Last week, we saw yet another proposal in Congress to resolve law enforcement’s supposed “growing dark” issue — including the FBI’s misguided belief that encryption can be weakened just enough to catch the “bad guys” without harming the innocent. Under this approach, Congress would create a “National Commission on Security and Technology Challenges” to examine the impact of encryption on law enforcement, including the issues raised in the current Apple case.

On the surface, the idea of a commission may seem like a reasonable idea. After all, if we bring together “experts,” isn’t it likely they’ll come to the right conclusions?

But, despite the good intentions of the bill sponsors, Sen. Warner (D-Va.) and Rep. McCaul (R-Texas), we don’t think so. As drafted, the ACLU, along with advocacy groups including the Electronic Frontier Foundation, opposes the commission.

If history is any indication, commissions are often susceptible to partisan politics, inefficiency, errors, and bias. In this case, the scope, authorities, and makeup of the commission suggest it will be vulnerable to these pitfalls. There are several reasons for this.

First, its overly broad mission threatens to open up a Pandora’s box of bad ideas. The bill explicitly allows the commission to recommend revisions to existing warrant and wiretap statutes, additional “tools” that law enforcement and national security agencies could use to adapt to encryption advances, and ways for the private sector to make it more difficult for terrorists to use communications technologies. This would allow the commission to recommend expansions to NSA authorities or revisions to well-settled statutes, such as the Wiretap Act, which have protected the rights of Americans for decades.
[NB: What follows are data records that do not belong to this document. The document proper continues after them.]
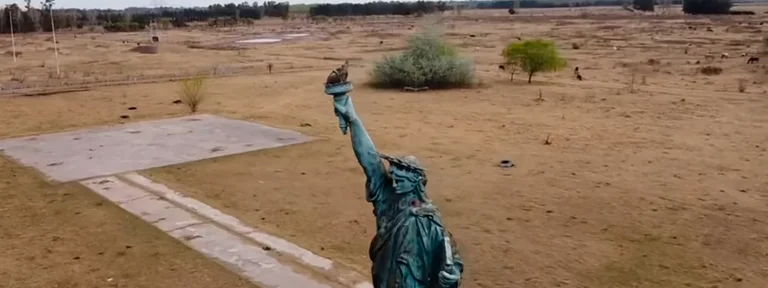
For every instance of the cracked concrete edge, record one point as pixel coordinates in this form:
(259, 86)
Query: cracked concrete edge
(231, 250)
(337, 271)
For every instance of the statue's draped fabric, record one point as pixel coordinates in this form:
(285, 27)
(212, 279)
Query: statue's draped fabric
(408, 250)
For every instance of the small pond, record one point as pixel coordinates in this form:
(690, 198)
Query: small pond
(273, 39)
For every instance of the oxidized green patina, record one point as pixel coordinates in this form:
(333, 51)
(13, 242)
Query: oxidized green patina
(411, 248)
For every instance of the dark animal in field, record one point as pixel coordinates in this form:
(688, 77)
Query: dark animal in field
(577, 73)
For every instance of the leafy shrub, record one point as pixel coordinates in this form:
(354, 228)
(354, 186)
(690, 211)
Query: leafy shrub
(191, 92)
(711, 70)
(534, 56)
(428, 62)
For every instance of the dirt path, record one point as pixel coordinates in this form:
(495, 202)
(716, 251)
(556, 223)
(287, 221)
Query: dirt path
(65, 236)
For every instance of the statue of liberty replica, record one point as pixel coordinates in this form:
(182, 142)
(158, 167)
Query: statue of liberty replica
(411, 248)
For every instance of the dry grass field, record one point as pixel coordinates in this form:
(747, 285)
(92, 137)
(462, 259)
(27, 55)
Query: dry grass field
(656, 182)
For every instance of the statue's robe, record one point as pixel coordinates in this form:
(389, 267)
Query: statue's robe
(408, 250)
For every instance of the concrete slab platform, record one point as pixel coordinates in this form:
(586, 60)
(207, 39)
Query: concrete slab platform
(231, 249)
(100, 151)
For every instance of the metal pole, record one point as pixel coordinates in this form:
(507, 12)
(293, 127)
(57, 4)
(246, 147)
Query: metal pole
(13, 40)
(55, 44)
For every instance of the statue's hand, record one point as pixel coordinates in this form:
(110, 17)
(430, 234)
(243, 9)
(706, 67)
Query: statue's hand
(449, 276)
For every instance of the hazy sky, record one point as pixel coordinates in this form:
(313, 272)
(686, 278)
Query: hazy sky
(117, 4)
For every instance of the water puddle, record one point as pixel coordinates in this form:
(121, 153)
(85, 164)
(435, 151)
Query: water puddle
(260, 40)
(273, 39)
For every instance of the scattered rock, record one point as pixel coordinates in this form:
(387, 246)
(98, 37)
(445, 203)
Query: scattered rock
(217, 149)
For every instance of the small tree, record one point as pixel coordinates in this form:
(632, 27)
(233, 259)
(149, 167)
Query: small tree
(192, 93)
(428, 62)
(706, 6)
(643, 5)
(534, 56)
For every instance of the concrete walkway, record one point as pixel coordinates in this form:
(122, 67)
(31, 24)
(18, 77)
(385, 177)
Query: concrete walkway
(264, 259)
(104, 159)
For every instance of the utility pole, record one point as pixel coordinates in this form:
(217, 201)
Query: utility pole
(13, 40)
(55, 44)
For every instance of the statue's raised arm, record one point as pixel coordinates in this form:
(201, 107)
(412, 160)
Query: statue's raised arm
(337, 86)
(411, 248)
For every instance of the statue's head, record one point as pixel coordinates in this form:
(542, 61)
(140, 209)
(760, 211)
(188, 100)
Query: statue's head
(408, 177)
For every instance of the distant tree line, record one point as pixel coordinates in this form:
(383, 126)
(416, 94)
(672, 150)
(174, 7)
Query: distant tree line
(32, 19)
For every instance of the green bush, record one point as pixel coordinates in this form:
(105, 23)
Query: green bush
(534, 56)
(428, 62)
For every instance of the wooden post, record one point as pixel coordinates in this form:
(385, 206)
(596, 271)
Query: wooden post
(13, 40)
(55, 44)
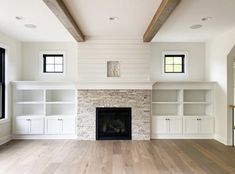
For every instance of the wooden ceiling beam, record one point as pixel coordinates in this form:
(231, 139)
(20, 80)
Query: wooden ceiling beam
(163, 12)
(59, 8)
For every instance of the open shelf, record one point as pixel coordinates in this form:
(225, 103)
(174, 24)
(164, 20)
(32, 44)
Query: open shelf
(60, 96)
(165, 110)
(29, 96)
(29, 109)
(196, 95)
(197, 109)
(60, 109)
(168, 95)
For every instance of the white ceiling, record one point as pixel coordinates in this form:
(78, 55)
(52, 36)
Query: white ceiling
(134, 17)
(190, 12)
(92, 16)
(36, 12)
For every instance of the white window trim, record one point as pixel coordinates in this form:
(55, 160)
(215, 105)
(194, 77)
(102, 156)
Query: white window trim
(41, 63)
(7, 118)
(185, 63)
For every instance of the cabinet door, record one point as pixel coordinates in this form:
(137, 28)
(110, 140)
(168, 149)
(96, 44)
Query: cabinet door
(190, 125)
(68, 126)
(52, 126)
(174, 126)
(21, 126)
(36, 125)
(159, 125)
(205, 125)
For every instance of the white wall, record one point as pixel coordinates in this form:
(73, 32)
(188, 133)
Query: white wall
(93, 55)
(31, 69)
(196, 61)
(217, 51)
(13, 65)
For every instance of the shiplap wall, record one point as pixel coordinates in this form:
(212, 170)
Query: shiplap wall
(134, 58)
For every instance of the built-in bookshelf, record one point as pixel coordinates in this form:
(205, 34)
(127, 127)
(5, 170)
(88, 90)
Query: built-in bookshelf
(44, 108)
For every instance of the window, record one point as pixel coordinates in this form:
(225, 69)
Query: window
(174, 63)
(2, 83)
(53, 63)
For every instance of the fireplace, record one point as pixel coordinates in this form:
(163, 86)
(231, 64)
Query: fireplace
(113, 123)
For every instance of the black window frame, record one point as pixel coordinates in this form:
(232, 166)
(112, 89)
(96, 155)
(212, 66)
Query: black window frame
(2, 82)
(182, 64)
(53, 55)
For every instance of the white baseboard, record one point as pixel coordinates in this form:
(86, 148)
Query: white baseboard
(221, 139)
(37, 137)
(155, 136)
(5, 139)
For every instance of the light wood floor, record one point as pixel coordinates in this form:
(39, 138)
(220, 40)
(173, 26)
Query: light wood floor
(116, 157)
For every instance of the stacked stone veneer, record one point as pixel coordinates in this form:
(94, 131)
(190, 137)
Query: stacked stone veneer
(138, 100)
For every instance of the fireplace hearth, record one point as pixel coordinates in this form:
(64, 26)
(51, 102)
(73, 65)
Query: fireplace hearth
(113, 123)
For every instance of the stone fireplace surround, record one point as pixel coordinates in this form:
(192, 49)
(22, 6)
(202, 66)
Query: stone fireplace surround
(138, 99)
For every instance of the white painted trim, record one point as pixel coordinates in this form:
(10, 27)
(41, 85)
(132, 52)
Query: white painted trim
(7, 83)
(38, 137)
(5, 139)
(155, 136)
(115, 85)
(221, 139)
(185, 64)
(4, 121)
(41, 63)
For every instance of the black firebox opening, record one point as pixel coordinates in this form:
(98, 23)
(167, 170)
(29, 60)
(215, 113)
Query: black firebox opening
(113, 123)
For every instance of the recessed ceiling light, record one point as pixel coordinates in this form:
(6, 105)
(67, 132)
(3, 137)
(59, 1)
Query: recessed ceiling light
(206, 18)
(113, 18)
(31, 26)
(19, 17)
(197, 26)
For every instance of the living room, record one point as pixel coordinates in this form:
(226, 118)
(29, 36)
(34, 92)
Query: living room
(117, 86)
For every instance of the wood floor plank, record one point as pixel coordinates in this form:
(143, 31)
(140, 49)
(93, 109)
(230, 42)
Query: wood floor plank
(116, 157)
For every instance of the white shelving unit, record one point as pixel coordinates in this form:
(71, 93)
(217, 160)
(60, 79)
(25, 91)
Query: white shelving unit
(182, 110)
(44, 109)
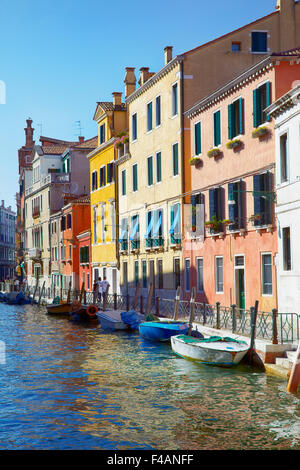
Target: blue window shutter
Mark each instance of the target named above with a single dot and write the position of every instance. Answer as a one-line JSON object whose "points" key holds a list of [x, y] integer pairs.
{"points": [[241, 112], [268, 96], [257, 187], [256, 107]]}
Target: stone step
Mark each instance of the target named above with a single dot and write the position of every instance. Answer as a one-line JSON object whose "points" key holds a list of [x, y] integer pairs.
{"points": [[284, 362]]}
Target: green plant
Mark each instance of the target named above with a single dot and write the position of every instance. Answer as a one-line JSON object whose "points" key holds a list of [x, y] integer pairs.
{"points": [[234, 144], [260, 131], [214, 152]]}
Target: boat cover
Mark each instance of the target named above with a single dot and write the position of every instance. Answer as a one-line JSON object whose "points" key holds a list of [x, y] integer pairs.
{"points": [[131, 318], [211, 339]]}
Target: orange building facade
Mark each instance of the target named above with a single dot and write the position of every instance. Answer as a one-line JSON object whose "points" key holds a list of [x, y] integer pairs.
{"points": [[230, 255]]}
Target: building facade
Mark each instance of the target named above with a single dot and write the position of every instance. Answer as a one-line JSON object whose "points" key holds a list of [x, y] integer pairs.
{"points": [[286, 113], [111, 118], [233, 178]]}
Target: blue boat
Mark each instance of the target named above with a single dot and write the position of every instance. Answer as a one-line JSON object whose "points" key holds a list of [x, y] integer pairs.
{"points": [[162, 330]]}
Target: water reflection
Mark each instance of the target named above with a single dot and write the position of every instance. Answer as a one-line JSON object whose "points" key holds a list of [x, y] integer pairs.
{"points": [[68, 386]]}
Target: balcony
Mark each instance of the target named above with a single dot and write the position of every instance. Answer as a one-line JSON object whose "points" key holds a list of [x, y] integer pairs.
{"points": [[34, 253]]}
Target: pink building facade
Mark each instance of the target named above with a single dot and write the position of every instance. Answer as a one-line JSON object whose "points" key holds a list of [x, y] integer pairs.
{"points": [[233, 176]]}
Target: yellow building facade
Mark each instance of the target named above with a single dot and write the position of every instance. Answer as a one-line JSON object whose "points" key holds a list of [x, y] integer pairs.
{"points": [[111, 119], [151, 183]]}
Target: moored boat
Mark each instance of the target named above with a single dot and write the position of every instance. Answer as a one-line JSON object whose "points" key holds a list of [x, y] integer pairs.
{"points": [[215, 350], [162, 330]]}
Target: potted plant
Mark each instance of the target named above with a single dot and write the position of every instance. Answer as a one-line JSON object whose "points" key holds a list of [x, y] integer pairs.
{"points": [[214, 152], [260, 132], [234, 144], [195, 160]]}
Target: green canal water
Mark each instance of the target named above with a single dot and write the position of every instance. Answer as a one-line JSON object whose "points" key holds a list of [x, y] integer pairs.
{"points": [[68, 386]]}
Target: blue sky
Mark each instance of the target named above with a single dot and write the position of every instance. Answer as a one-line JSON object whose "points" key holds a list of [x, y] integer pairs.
{"points": [[57, 58]]}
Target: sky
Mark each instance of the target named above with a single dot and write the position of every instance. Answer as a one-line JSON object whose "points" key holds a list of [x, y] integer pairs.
{"points": [[59, 57]]}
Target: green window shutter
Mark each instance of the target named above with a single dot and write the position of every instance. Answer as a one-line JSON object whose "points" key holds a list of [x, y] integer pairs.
{"points": [[197, 130], [230, 121], [175, 159], [158, 167], [256, 107], [217, 128], [241, 115], [150, 171]]}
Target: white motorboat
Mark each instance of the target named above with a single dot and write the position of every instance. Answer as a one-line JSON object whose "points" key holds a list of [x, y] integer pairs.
{"points": [[214, 350]]}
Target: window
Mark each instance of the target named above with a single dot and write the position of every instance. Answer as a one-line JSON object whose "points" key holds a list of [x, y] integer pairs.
{"points": [[176, 272], [262, 196], [175, 229], [286, 248], [144, 274], [123, 182], [199, 262], [217, 128], [174, 99], [283, 158], [102, 177], [160, 274], [266, 262], [259, 40], [236, 205], [94, 180], [187, 273], [150, 170], [134, 178], [102, 133], [149, 117], [235, 118], [197, 137], [158, 167], [110, 172], [136, 272], [236, 46], [158, 111], [134, 126], [175, 160], [219, 275], [261, 100]]}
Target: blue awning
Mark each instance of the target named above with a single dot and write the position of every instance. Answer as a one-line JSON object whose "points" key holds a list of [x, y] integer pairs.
{"points": [[175, 221], [150, 225], [158, 225], [134, 229]]}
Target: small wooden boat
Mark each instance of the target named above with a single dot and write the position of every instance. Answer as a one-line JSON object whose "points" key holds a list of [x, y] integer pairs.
{"points": [[214, 350], [162, 330], [85, 314]]}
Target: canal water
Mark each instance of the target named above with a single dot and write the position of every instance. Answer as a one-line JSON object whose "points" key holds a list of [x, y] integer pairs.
{"points": [[68, 386]]}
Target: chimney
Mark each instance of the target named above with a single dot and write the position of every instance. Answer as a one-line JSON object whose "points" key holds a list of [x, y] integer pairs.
{"points": [[144, 75], [287, 23], [168, 54], [117, 98], [130, 81], [29, 134]]}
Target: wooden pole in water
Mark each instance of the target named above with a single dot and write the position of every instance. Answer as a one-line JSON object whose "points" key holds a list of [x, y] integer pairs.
{"points": [[148, 307], [33, 297], [136, 297], [192, 311], [176, 303], [41, 293], [294, 379], [69, 293]]}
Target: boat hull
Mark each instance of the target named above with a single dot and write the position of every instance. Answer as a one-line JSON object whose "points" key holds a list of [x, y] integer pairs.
{"points": [[221, 354], [162, 331], [59, 309]]}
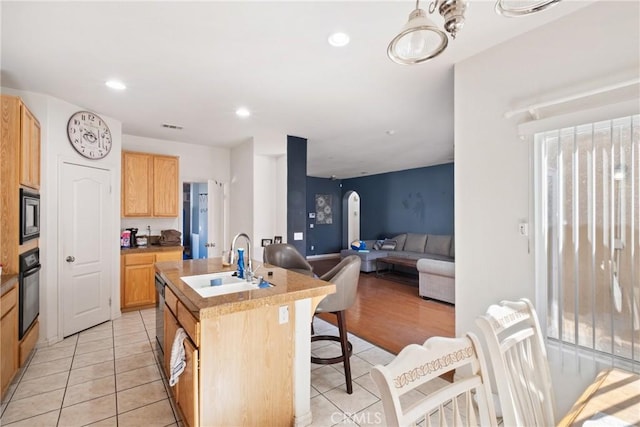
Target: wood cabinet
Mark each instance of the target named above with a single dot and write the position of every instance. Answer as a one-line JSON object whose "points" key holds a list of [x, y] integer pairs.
{"points": [[149, 185], [185, 391], [8, 337], [19, 165], [165, 186], [29, 149], [137, 282]]}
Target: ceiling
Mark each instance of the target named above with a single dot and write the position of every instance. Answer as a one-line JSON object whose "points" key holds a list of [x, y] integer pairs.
{"points": [[194, 63]]}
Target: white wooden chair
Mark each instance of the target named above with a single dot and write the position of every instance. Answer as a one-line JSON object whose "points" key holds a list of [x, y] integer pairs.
{"points": [[452, 404], [519, 360]]}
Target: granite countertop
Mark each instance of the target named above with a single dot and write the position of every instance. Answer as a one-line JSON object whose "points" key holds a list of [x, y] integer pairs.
{"points": [[7, 282], [288, 286], [150, 248]]}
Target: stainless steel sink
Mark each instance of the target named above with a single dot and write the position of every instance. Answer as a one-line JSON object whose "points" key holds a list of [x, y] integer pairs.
{"points": [[214, 284]]}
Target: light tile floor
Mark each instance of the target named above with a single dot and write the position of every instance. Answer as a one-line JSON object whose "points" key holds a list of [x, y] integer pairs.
{"points": [[109, 376]]}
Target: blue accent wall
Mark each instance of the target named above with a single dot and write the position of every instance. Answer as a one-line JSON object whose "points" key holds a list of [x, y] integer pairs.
{"points": [[297, 191], [415, 200], [324, 238]]}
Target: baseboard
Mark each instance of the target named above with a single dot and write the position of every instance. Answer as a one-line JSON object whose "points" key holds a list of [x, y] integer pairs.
{"points": [[322, 256]]}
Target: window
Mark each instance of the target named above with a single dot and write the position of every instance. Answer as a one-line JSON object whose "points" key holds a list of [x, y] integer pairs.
{"points": [[589, 197]]}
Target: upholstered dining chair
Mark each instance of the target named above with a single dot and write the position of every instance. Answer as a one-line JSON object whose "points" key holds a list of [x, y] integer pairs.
{"points": [[519, 360], [465, 402], [287, 256], [345, 276]]}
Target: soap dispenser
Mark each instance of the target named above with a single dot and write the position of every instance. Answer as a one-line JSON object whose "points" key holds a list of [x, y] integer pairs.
{"points": [[241, 263]]}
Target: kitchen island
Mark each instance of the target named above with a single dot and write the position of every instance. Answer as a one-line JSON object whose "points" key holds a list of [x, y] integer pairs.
{"points": [[248, 353]]}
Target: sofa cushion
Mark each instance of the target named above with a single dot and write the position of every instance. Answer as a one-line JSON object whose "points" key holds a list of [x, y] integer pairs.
{"points": [[415, 242], [389, 245], [438, 245], [400, 239]]}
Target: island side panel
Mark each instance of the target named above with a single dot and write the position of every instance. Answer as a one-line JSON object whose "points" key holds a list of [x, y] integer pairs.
{"points": [[246, 368]]}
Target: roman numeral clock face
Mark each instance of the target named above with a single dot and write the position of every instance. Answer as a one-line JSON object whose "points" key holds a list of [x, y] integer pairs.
{"points": [[89, 135]]}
Or, it could propose that companies take steps that are ostensibly targeted at terrorist use of social media but, as a practical matter, actually undermine First Amendment principles for everyone. Examination of these issues by a body that is not accountable to the public could set back — rather than advance — the current debate.

Second, the bill grants disturbingly broad subpoena authority to the commission. The proposed bill would grant the commission the power to subpoena any information that is considered “materially relevant” to its duties. For example, the commission could require companies to turn over the technical specs of future or current encrypted products, journalists to reveal how they use encryption to communicate, or whistleblowers to disclose information that they may have provided in confidence.

In the past, we have seen how administrative subpoenas have been abused to engage in bulk collection and target innocent parties. The ACLU has always opposed broad subpoena authorities precisely because they are vulnerable to these types of abuses, and we similarly have significant concerns with the subpoena provisions in the proposed bill.

Third, the commission would be redundant. The issue of encryption has been examined by countless experts, including those at MIT, Harvard, and within the President’s Review Group. These experts have found that mandates to build a backdoor into encrypted products are unwise and impracticable. It is not necessary to use taxpayer resources to fund yet another commission to reexamine this well-settled issue — particularly in the current environment where there is political pressure to adopt proposals that undermine encryption.

Fourth, the commission includes inadequate provisions to ensure that privacy and civil liberties viewpoints will be adequately represented. Any commission is only as good as its members. The proposal does not contain a requirement that a significant subset of commission members come from the privacy and civil liberties community. Under the proposed legislation only two of the 17members must come from this community; other members would be drawn from the government, technology sector, or have expertise in specific issues. And there is no requirement that privacy and civil liberties representatives agree with any ultimate recommendations, which means they could be marginalized and ignored.

The supporters of this proposal actually have good intentions and want to encourage a thoughtful approach to this issue. The problem, however, is that we are not confident that this commission would not ultimately be used, even unintentionally, to defend policies that undermine privacy and security.